Mesonephric-like Adenocarcinoma of the Uterine Corpus in a 28-Year-Old with Down Syndrome and Hypothyroidism: A Case Series of Three Patients and Literature Review

Mesonephric-like adenocarcinoma is a rare uterine neoplasm recognized in the fifth edition of the World Health Organization Classification of Female Genital Tumors and poses diagnostic challenges due to its morphologic and immunophenotypic overlap with other endometrial carcinomas. We retrospectively reviewed three cases diagnosed at our institution, evaluating clinical presentation, histologic features, immunohistochemical profile, and available molecular findings, and performed a literature review of approximately 200 reported cases with emphasis on comorbidities and potential predisposing factors. All three patients presented with abnormal uterine bleeding and had hypothyroidism, and one patient had Down syndrome, representing the first reported case in this population.

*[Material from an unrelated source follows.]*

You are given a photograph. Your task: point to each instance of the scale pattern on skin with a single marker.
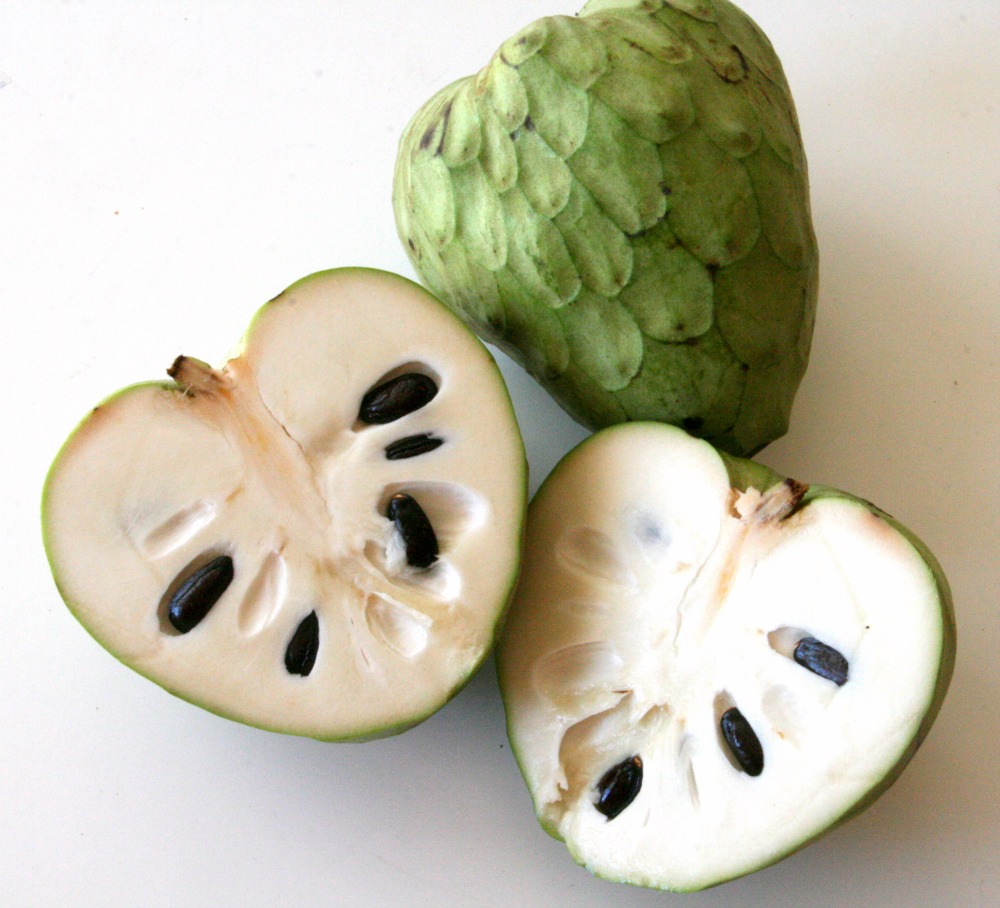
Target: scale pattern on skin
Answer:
(620, 201)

Tumors consistently expressed thyroid transcription factor 1, showed variable GATA3 expression, and demonstrated limited or absent hormone receptor expression. Literature review revealed frequent association with Müllerian-type lesions and recurrent KRAS mutations, while thyroid disease was not identified as a consistent comorbidity. These findings support a Müllerian origin for mesonephric-like adenocarcinoma and suggest that hypothyroidism is unlikely to represent a defining association. The occurrence in a patient with Down syndrome raises the possibility of an underlying genetic susceptibility that warrants further investigation.